Chad Reilly is a licensed physical therapist, located in North Phoenix, practicing science based medicine with treatment protocols unique and effective enough to proudly serve patients from Phoenix, Scottsdale, Mesa, Chandler, Tempe, Peoria, and Glendale.

3 thoughts on “Reversing Disc Protrusions, McKenzie Mostly Correct in Theory

  1. Hi Chad

    This is Meha here and I am working as MSK physiotherapist. I am keen to know what protocol do you use for patients with cervical protrusionspecially when you are looking to reverse it. I find the Static neck neck does help but somehow I am not able to prevent rotation of cervical vertebrae for longer duration of time, Unless the patient have sedentary lifestyle or not in to sports or less of physical activities. For patients who are kind of gym person or does lots of high impact sports what i notice is vertebrae tend to rotate on and off leading into misalignment of spine, How can i prevent that. ?
    Your help is much appreciated.

    Many thanks.

    • Hi Meha,

      Sorry for getting back to you late. I was in India studying yoga for a month and both my time and internet access were really limited. I don’t really try and reverse disc protrusions. I might promote some mild (sustained 10-15 min rather than repeated) cervical extension if it relieves symptoms. I’m skeptical that we can feel vertebral rotations. I think it more likely that the transverse processes are bent (a lot are) than the discs rotated, such that when one tries to push them back into what feels straight, we are actually rotating them “out of” alignment. I think 90% of neck pain is simply that people look down too much or have a forward head posture. So I train them to fix that, and if they don’t want to correct it and work at it until the spine stays way more neutral (all day) then to expect to have continued pain that’s only going to worsen. I think exercise helps to strengthen the neck muscles, but most of the neck strengthening studies globally strengthened the whole upper body, which I think is important, so that holding the neck in neutral is easier to do. But probably most of it is just awareness training, or else the person will just be strong and look good while their discs continue to deteriorate.

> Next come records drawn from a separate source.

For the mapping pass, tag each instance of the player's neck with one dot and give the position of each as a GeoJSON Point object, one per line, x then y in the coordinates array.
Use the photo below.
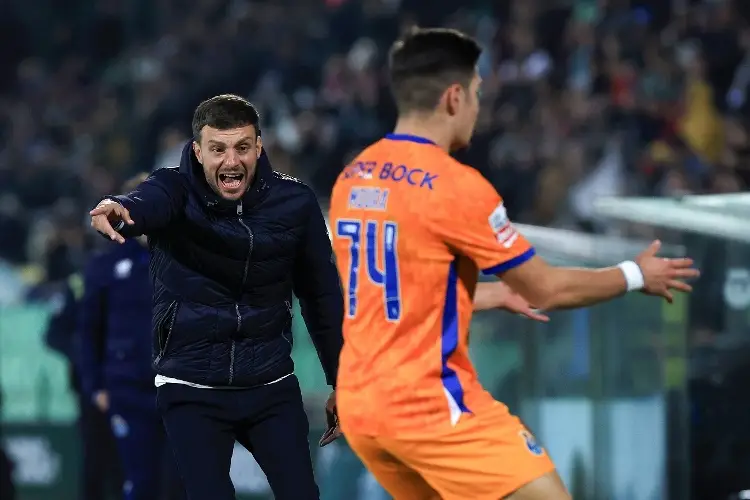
{"type": "Point", "coordinates": [429, 128]}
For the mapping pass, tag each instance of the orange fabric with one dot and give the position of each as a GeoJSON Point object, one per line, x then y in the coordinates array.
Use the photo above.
{"type": "Point", "coordinates": [411, 228]}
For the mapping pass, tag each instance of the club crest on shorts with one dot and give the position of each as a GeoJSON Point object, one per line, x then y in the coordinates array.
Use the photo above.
{"type": "Point", "coordinates": [531, 443]}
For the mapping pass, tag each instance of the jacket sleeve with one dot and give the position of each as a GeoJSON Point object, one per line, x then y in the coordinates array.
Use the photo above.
{"type": "Point", "coordinates": [154, 203]}
{"type": "Point", "coordinates": [317, 286]}
{"type": "Point", "coordinates": [92, 320]}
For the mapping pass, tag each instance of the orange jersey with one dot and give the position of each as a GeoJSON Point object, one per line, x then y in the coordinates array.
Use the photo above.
{"type": "Point", "coordinates": [412, 227]}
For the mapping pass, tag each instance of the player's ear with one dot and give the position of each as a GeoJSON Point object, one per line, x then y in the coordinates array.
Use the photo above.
{"type": "Point", "coordinates": [453, 97]}
{"type": "Point", "coordinates": [198, 152]}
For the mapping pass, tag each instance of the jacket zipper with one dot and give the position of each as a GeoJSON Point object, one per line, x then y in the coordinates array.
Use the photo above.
{"type": "Point", "coordinates": [242, 287]}
{"type": "Point", "coordinates": [175, 306]}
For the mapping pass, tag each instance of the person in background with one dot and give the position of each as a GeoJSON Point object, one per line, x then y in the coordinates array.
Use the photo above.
{"type": "Point", "coordinates": [115, 314]}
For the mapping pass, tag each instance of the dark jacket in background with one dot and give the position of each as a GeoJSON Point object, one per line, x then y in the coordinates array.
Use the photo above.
{"type": "Point", "coordinates": [115, 320]}
{"type": "Point", "coordinates": [224, 272]}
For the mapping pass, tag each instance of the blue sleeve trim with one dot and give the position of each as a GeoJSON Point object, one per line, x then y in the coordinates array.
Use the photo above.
{"type": "Point", "coordinates": [510, 264]}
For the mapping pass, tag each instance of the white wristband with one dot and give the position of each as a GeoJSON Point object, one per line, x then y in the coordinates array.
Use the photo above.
{"type": "Point", "coordinates": [633, 275]}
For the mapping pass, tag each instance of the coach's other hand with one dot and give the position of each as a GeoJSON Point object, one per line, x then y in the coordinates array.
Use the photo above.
{"type": "Point", "coordinates": [661, 276]}
{"type": "Point", "coordinates": [107, 215]}
{"type": "Point", "coordinates": [333, 432]}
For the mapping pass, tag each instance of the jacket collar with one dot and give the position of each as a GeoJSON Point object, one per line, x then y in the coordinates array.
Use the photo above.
{"type": "Point", "coordinates": [258, 190]}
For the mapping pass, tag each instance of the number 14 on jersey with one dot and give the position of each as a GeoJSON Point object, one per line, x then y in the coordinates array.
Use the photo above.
{"type": "Point", "coordinates": [388, 278]}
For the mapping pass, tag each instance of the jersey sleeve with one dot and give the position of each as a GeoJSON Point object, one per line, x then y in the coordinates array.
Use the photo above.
{"type": "Point", "coordinates": [472, 220]}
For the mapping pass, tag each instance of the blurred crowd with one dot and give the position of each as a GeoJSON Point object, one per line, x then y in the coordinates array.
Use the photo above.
{"type": "Point", "coordinates": [582, 98]}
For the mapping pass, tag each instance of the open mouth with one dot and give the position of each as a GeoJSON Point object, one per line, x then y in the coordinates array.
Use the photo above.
{"type": "Point", "coordinates": [231, 181]}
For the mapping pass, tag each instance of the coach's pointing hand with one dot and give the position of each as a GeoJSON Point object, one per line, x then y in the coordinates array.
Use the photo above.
{"type": "Point", "coordinates": [107, 215]}
{"type": "Point", "coordinates": [661, 276]}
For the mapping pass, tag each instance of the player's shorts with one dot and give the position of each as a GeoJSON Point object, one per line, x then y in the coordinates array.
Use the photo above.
{"type": "Point", "coordinates": [485, 456]}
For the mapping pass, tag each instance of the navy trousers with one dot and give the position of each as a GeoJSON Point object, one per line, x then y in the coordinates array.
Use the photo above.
{"type": "Point", "coordinates": [270, 421]}
{"type": "Point", "coordinates": [147, 462]}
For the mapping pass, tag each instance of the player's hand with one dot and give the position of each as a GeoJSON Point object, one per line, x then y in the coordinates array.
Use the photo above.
{"type": "Point", "coordinates": [333, 432]}
{"type": "Point", "coordinates": [662, 276]}
{"type": "Point", "coordinates": [101, 400]}
{"type": "Point", "coordinates": [107, 215]}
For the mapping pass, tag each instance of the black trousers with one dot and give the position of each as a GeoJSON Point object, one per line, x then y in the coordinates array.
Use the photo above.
{"type": "Point", "coordinates": [203, 424]}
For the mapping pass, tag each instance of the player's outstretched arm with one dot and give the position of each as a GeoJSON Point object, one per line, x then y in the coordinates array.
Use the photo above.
{"type": "Point", "coordinates": [150, 206]}
{"type": "Point", "coordinates": [551, 287]}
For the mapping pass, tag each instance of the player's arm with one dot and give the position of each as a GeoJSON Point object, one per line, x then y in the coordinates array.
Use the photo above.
{"type": "Point", "coordinates": [152, 205]}
{"type": "Point", "coordinates": [498, 295]}
{"type": "Point", "coordinates": [318, 288]}
{"type": "Point", "coordinates": [91, 328]}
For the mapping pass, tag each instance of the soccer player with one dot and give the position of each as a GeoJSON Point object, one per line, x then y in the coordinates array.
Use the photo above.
{"type": "Point", "coordinates": [412, 227]}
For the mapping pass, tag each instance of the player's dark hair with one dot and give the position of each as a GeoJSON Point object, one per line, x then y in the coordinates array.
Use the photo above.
{"type": "Point", "coordinates": [224, 112]}
{"type": "Point", "coordinates": [129, 185]}
{"type": "Point", "coordinates": [426, 61]}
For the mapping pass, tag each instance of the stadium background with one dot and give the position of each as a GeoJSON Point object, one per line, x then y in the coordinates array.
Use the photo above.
{"type": "Point", "coordinates": [583, 99]}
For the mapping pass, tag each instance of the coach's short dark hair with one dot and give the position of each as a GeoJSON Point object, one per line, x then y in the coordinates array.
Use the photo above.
{"type": "Point", "coordinates": [425, 62]}
{"type": "Point", "coordinates": [225, 112]}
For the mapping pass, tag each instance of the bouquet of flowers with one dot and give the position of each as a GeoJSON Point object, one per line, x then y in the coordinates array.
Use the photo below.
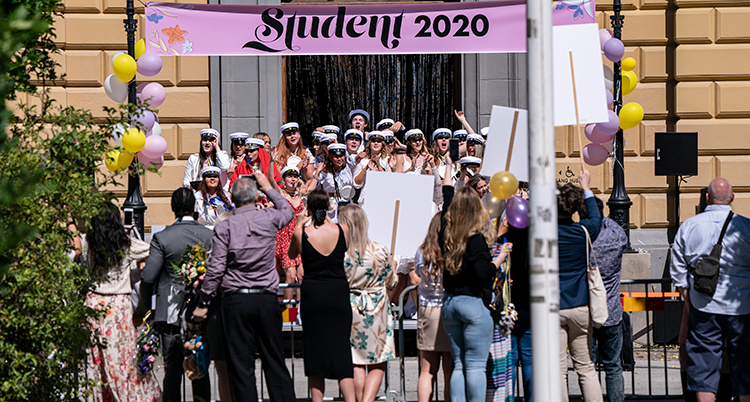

  2. Thanks for such an informative website. I practice Somatic movement, Feldenkrais and Yoga. I have always valued spine extension and viewed it as a necessary healing protocol, though this has been from personal experience rather than reading any research or being aware of the McKenzie method. Seemingly there is 6000n of compression during extension?! As a Yoga practitioner yourself I wonder how you counter the information from McGill on spine extension within your practice. Any advice or reference to articles would be massively appreciated!